飯時未到。寒暄完畢,大家坐在正屋的布藝沙發上攀談起來。
鄧铮今天過來,是昨天應承了盛情難卻,也算是幫助顧偉元站台,所以具體磋談事宜還是老顧負責,應付完一輪鬧哄哄極盡吹捧的“權勢榜餘熱”後,便很少再插言,遇到鮑欣他們把話題又扯回自己身上,也隻笑不語,把主要戲份讓給了顧偉元。

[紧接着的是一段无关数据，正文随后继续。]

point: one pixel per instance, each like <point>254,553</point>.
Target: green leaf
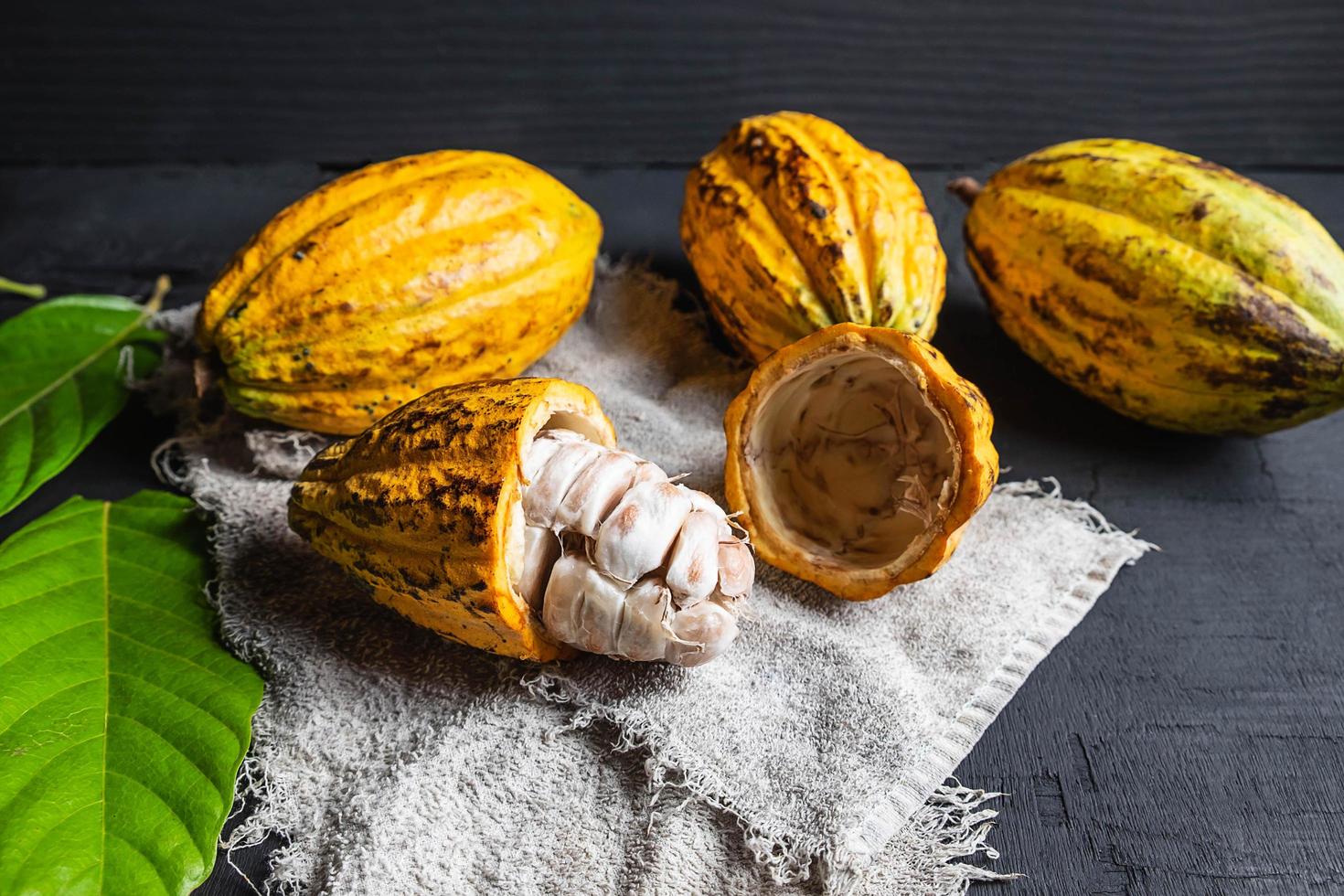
<point>63,380</point>
<point>31,291</point>
<point>123,720</point>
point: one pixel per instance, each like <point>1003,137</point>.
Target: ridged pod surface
<point>792,225</point>
<point>398,278</point>
<point>1166,286</point>
<point>502,516</point>
<point>855,457</point>
<point>420,507</point>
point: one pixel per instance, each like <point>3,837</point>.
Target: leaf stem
<point>156,298</point>
<point>31,291</point>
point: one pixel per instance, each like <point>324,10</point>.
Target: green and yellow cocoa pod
<point>1166,286</point>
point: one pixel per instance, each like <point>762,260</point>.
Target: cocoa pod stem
<point>965,188</point>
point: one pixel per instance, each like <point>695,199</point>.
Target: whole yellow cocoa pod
<point>1166,286</point>
<point>398,278</point>
<point>792,225</point>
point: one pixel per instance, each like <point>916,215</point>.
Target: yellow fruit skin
<point>420,507</point>
<point>792,225</point>
<point>1168,288</point>
<point>963,406</point>
<point>398,278</point>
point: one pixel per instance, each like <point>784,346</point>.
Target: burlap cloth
<point>811,758</point>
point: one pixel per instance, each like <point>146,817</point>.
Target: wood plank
<point>1186,739</point>
<point>932,83</point>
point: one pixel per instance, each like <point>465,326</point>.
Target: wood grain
<point>636,82</point>
<point>1189,738</point>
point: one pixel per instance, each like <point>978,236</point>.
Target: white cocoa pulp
<point>615,558</point>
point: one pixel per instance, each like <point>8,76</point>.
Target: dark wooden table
<point>1189,738</point>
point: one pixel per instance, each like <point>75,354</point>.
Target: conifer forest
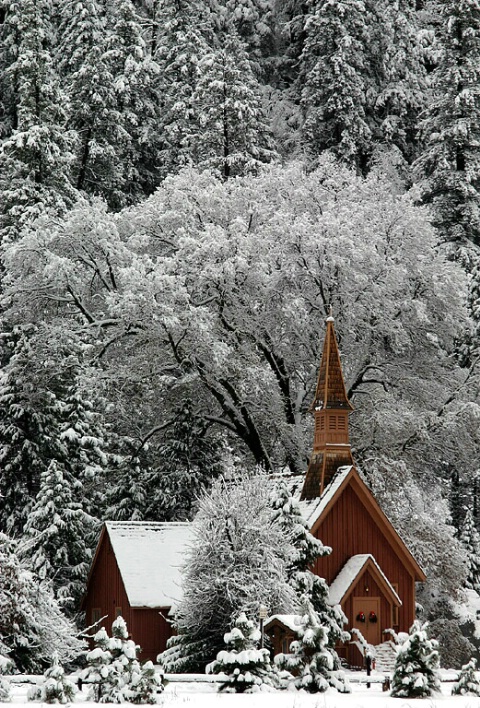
<point>186,188</point>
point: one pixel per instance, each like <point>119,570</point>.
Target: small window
<point>394,607</point>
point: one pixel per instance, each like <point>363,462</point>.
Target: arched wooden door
<point>370,607</point>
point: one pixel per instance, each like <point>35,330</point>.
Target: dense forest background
<point>185,190</point>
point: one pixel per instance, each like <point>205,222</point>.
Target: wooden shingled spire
<point>330,408</point>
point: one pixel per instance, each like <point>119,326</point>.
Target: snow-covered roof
<point>292,622</point>
<point>312,509</point>
<point>349,573</point>
<point>149,557</point>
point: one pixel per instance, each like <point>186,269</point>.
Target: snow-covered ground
<point>182,695</point>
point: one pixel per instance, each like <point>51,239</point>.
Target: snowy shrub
<point>5,667</point>
<point>116,673</point>
<point>56,688</point>
<point>32,625</point>
<point>468,683</point>
<point>247,667</point>
<point>238,559</point>
<point>311,661</point>
<point>416,666</point>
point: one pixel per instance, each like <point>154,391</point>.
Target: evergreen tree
<point>334,78</point>
<point>32,627</point>
<point>449,166</point>
<point>88,72</point>
<point>237,560</point>
<point>310,588</point>
<point>247,667</point>
<point>190,457</point>
<point>60,534</point>
<point>56,687</point>
<point>467,683</point>
<point>5,667</point>
<point>136,77</point>
<point>416,666</point>
<point>403,90</point>
<point>311,661</point>
<point>470,538</point>
<point>232,134</point>
<point>37,153</point>
<point>115,672</point>
<point>185,38</point>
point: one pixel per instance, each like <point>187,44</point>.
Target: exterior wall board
<point>106,592</point>
<point>349,529</point>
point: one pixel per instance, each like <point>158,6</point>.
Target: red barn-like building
<point>371,572</point>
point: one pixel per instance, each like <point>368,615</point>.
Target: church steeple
<point>330,408</point>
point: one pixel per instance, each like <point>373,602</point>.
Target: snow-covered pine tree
<point>36,157</point>
<point>307,585</point>
<point>88,73</point>
<point>467,683</point>
<point>98,661</point>
<point>416,665</point>
<point>311,660</point>
<point>25,412</point>
<point>59,534</point>
<point>145,684</point>
<point>5,668</point>
<point>470,538</point>
<point>186,36</point>
<point>238,560</point>
<point>248,668</point>
<point>333,81</point>
<point>32,627</point>
<point>136,77</point>
<point>116,673</point>
<point>189,459</point>
<point>232,134</point>
<point>448,168</point>
<point>56,687</point>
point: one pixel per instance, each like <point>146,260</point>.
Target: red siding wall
<point>349,529</point>
<point>106,592</point>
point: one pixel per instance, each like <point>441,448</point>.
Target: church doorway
<point>366,618</point>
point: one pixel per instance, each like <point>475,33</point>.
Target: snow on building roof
<point>150,556</point>
<point>312,509</point>
<point>292,622</point>
<point>349,573</point>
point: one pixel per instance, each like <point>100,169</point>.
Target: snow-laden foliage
<point>247,667</point>
<point>467,683</point>
<point>309,587</point>
<point>215,292</point>
<point>56,687</point>
<point>238,559</point>
<point>416,666</point>
<point>448,168</point>
<point>311,660</point>
<point>32,627</point>
<point>469,537</point>
<point>5,668</point>
<point>116,673</point>
<point>59,534</point>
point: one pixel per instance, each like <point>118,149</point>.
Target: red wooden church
<point>371,572</point>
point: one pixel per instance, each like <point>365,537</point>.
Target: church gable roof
<point>316,510</point>
<point>345,581</point>
<point>149,556</point>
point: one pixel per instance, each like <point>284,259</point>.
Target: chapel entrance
<point>369,608</point>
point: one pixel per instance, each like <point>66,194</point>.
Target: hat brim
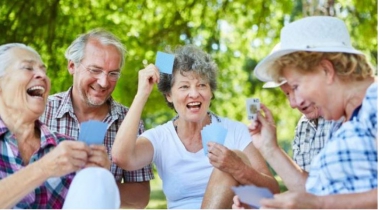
<point>273,84</point>
<point>261,69</point>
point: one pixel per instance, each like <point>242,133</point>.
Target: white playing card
<point>253,106</point>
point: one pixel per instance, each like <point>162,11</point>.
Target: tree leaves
<point>236,33</point>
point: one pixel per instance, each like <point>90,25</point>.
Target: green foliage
<point>236,33</point>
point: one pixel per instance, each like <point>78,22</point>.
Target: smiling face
<point>315,89</point>
<point>191,96</point>
<point>24,88</point>
<point>305,107</point>
<point>93,90</point>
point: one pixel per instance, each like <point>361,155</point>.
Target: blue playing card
<point>213,132</point>
<point>92,132</point>
<point>164,62</point>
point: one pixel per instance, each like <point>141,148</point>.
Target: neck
<point>191,128</point>
<point>85,112</point>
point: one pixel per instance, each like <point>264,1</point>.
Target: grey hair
<point>75,52</point>
<point>5,57</point>
<point>189,58</point>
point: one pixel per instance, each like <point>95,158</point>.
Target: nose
<point>103,80</point>
<point>40,74</point>
<point>299,101</point>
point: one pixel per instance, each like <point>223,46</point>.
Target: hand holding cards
<point>213,132</point>
<point>253,106</point>
<point>92,132</point>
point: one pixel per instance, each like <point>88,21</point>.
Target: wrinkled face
<point>94,90</point>
<point>191,96</point>
<point>24,88</point>
<point>315,89</point>
<point>305,107</point>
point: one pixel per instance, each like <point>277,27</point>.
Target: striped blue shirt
<point>348,163</point>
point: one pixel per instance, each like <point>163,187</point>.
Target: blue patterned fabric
<point>348,163</point>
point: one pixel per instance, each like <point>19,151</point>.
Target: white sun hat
<point>314,34</point>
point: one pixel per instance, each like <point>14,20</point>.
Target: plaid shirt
<point>51,194</point>
<point>59,116</point>
<point>309,140</point>
<point>348,163</point>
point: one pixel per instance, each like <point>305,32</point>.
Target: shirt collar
<point>67,106</point>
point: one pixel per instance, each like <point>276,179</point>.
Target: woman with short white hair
<point>317,60</point>
<point>37,166</point>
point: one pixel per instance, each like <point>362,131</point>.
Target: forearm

幻萍配合老顧給幾位院線高層闡述《龍門客棧》優勢的時候,鄧铮閑來無事,目光四處打量。
這房間裝修風格很新潮,雖是正屋客廳,但整片區域都是開放式的,很有點鄧铮首都公寓裏那間超大書房的感覺。隻不過,這裏面積要更大。
鄧铮的注意力,很快落在了辦公區。
靠着側牆的大落地窗前,擺着一個寬大的曜石黑寫字台,上面放着一盞造型别緻的星空台燈,筆筒裏插着一簇削好的紅藍鉛筆以及幾支粗重的簽字筆。
旁邊是一整面高大的淺白色木藝書櫃,書櫃很高,最上面已經将要觸碰到房頂,旁邊還放着一個兩米的原木書櫃梯。僅從這一角看,很有點歐洲中世紀圖書館的感覺。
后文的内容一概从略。